How can I read values of a pointer, being this pointer the return of a function?

Question

This would be my code:

uint8_t* send(uint16_t sw){

uint8_t sw8[2];
uint8_t* data= NULL;

sw8[0]=sw>>8;
sw8[1]=sw&0xFF;

memcpy(data,sw,2);

return data;

}

main(){
uint8_t * resp;

resp = send(x6A00);
}

If sw is 0x6A00 for example, *data will be 6A, and I want it to be 6A00!!!!

Answer 1

uint8_t* data= NULL;
...
memcpy(data,sw,2);

Here, you pass null to memcpy . The behaviour of the program is undefined.

I want [ *data ] to be 6A00!!!!

Then data must point to some array. You can achieve this by initialising the pointer. Exactly how you should do that depends on what you're trying to do.
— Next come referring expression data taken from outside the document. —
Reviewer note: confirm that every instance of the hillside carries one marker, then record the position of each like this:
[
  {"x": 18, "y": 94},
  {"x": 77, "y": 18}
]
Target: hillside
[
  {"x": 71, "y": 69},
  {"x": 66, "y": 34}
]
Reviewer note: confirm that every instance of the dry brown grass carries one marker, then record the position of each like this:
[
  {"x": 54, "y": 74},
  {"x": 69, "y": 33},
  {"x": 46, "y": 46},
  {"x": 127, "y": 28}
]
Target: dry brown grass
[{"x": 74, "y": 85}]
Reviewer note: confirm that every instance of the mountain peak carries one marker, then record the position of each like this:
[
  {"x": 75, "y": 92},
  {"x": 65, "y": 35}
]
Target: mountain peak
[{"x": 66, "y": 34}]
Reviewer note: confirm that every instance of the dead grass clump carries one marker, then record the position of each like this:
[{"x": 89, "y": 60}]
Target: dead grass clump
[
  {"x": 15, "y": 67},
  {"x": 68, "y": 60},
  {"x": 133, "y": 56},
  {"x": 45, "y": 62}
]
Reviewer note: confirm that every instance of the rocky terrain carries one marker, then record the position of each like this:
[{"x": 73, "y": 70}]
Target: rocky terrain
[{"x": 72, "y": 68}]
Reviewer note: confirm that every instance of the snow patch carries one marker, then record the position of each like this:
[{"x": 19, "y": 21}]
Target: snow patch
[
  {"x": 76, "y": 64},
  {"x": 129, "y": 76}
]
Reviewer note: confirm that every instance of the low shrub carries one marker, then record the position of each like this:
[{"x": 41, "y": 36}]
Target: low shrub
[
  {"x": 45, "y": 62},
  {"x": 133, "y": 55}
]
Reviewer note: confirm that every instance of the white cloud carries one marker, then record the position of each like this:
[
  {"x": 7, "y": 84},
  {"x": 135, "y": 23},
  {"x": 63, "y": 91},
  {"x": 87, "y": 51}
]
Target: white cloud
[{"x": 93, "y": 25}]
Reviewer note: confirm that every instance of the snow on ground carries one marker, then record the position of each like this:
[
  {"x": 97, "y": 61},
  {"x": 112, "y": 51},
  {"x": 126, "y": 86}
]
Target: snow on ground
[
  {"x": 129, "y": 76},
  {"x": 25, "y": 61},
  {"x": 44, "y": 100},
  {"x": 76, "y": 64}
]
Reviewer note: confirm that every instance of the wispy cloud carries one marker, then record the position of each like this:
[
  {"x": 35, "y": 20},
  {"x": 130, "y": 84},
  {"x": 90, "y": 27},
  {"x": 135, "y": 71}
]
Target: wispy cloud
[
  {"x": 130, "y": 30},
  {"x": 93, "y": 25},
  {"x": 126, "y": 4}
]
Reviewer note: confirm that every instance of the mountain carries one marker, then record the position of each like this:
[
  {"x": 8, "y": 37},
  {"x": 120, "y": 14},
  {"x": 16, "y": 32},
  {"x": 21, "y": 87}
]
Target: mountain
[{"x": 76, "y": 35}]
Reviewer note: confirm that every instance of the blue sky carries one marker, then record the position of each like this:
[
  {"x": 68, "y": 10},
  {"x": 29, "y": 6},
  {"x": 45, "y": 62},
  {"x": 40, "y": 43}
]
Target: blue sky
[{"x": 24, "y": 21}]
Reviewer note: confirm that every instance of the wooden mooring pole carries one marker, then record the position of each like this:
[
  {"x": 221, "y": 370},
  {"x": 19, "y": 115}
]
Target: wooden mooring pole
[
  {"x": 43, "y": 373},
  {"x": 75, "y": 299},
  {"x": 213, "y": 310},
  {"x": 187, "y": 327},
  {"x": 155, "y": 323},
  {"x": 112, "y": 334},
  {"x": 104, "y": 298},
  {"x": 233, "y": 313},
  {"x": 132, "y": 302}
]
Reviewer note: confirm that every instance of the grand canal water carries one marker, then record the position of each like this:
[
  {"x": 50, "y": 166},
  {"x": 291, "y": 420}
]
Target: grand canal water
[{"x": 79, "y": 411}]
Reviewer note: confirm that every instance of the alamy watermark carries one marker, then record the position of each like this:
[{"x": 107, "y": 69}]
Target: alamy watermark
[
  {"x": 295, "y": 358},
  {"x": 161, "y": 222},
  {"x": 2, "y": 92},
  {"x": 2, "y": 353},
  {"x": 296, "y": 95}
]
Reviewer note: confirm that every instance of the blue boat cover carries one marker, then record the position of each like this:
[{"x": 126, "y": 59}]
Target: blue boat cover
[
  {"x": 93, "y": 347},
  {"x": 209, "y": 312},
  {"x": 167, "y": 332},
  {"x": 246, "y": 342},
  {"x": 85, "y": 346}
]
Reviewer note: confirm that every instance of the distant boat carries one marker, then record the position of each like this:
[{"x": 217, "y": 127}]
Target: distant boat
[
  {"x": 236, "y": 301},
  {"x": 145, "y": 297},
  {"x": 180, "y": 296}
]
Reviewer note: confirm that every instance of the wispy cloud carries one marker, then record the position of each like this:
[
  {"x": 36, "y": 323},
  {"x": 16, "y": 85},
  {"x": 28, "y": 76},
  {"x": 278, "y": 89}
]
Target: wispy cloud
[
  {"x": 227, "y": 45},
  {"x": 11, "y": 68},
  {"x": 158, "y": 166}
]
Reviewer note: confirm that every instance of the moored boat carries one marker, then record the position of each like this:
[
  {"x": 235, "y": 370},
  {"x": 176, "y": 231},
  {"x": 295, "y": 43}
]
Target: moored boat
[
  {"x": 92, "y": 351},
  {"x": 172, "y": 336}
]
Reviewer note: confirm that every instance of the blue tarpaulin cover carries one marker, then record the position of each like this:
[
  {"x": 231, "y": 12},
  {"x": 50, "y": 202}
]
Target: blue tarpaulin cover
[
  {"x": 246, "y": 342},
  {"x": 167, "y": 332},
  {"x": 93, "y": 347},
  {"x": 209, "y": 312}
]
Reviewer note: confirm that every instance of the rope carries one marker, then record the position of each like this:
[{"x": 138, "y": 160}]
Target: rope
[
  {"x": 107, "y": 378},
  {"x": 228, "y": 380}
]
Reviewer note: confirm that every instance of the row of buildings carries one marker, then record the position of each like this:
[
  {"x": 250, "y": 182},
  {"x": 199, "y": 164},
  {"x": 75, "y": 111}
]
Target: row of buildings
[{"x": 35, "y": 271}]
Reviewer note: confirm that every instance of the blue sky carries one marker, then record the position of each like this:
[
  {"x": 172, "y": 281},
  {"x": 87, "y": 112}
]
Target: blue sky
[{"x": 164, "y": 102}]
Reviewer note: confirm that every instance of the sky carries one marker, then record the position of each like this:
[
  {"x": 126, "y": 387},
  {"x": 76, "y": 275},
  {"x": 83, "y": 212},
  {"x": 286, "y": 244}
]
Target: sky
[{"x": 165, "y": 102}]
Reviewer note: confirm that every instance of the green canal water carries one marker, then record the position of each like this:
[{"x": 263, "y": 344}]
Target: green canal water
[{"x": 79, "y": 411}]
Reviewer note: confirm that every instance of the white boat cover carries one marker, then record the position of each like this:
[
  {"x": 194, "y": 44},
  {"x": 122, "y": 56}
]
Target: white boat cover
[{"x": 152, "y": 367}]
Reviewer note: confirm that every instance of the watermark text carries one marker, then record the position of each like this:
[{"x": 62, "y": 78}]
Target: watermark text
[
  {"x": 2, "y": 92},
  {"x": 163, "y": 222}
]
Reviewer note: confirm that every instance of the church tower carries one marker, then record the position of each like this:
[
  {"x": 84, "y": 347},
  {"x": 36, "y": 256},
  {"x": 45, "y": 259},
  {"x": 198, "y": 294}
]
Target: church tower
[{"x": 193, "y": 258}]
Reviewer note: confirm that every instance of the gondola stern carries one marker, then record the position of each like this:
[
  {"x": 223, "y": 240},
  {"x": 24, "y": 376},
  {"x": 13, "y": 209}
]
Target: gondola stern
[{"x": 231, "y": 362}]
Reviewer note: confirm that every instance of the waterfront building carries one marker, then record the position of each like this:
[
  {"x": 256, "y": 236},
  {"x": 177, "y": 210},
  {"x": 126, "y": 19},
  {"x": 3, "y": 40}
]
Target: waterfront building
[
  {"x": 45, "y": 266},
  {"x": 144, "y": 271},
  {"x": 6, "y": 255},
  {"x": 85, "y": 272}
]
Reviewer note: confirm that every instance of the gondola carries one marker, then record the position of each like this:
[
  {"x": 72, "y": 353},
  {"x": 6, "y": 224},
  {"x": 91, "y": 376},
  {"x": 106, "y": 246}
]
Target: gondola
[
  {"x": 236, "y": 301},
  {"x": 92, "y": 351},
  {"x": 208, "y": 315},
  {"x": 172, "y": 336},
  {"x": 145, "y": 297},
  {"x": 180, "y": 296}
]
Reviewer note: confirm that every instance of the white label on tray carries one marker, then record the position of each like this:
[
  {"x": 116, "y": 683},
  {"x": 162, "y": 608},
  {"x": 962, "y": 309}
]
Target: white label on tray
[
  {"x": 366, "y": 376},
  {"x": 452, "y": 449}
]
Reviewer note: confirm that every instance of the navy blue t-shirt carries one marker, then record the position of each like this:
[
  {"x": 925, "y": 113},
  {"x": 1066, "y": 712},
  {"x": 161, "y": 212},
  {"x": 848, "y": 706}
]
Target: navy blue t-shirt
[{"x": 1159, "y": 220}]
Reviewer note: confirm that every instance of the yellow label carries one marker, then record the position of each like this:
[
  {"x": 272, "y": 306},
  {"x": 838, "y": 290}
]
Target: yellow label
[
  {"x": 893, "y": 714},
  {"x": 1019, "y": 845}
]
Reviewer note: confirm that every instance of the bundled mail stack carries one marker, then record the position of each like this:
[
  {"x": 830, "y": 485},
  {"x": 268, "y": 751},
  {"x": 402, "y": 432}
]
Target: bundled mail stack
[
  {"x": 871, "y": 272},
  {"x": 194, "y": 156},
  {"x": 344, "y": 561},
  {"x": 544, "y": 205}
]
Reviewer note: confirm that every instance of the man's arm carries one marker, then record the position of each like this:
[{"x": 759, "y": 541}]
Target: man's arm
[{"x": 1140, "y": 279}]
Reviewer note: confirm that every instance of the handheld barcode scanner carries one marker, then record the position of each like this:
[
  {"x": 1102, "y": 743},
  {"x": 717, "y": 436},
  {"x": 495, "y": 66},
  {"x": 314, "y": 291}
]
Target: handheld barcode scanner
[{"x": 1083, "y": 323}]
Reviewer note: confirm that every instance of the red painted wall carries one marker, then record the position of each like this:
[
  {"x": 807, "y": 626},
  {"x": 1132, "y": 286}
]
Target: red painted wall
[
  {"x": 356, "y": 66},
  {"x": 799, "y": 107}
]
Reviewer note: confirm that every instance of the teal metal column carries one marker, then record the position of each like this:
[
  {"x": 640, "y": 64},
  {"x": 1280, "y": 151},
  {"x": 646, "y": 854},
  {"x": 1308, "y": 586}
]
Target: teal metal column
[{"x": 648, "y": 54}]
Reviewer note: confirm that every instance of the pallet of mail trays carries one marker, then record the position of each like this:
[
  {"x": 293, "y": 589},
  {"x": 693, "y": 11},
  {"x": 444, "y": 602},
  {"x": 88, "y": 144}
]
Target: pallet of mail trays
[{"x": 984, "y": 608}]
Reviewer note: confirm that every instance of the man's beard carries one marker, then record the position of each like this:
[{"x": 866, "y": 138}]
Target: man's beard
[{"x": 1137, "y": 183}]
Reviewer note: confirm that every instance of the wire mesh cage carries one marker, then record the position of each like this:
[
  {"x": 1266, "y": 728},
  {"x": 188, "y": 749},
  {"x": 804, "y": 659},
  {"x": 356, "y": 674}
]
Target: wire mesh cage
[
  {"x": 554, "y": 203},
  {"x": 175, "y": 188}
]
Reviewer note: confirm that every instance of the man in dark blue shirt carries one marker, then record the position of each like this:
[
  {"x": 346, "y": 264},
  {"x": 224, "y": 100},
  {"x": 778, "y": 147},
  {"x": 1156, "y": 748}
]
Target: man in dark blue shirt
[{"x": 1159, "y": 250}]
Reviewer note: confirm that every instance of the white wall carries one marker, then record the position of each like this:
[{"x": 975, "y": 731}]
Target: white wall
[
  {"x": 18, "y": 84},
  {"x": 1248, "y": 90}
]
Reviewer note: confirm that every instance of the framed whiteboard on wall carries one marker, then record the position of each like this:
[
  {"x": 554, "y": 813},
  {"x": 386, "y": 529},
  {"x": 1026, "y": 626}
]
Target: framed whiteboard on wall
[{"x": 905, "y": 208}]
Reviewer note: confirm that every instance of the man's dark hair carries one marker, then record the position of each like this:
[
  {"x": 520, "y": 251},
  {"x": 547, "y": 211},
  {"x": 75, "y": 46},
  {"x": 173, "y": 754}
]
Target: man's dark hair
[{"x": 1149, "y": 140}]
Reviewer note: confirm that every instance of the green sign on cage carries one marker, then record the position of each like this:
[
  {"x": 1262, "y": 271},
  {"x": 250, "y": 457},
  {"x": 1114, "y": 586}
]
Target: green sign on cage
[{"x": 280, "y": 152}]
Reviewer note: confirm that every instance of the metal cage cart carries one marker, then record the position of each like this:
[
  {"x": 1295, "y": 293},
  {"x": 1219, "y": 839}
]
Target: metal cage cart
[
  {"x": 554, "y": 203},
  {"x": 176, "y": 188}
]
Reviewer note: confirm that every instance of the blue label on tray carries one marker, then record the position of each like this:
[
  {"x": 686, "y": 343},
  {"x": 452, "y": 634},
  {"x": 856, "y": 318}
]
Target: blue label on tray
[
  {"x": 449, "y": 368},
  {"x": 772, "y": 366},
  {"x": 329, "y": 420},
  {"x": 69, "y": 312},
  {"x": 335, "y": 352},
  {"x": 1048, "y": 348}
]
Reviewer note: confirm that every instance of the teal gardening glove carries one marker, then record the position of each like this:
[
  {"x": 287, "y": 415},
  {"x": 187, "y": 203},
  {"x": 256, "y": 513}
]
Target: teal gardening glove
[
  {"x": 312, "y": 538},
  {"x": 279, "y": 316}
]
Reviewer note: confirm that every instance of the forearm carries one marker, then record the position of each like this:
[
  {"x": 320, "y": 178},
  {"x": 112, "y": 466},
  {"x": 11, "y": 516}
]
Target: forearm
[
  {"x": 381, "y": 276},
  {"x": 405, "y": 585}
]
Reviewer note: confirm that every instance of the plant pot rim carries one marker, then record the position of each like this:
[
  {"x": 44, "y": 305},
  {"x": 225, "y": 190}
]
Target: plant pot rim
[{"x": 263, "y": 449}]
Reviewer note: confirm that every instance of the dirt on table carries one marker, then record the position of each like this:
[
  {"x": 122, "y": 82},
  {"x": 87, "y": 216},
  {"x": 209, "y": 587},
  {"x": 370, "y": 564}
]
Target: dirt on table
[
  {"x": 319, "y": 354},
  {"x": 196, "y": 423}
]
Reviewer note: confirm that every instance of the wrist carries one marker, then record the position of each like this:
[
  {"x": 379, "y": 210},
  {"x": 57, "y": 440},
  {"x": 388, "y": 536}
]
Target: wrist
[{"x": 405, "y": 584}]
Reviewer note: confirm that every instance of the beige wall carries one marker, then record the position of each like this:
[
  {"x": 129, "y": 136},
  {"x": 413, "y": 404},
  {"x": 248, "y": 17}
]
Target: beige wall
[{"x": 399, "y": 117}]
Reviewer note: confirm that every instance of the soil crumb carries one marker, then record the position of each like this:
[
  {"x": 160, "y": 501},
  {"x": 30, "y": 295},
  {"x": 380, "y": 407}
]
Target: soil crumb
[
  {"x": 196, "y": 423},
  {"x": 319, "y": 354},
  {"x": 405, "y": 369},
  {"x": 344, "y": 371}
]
I want data to point to the sw8. But if I put data=sw8, i will get &sw8[0], i don't access to the whole array, right?

Sure you do. You can simply use data[1] to access the second element.

However, if you do this, then you shouldn't return data because sw8 is an automatic variable within the function, and therefore its lifetime ends and it is automatically destroyed by the end of the function. Therefore returning a pointer to it always returns an invalid pointer.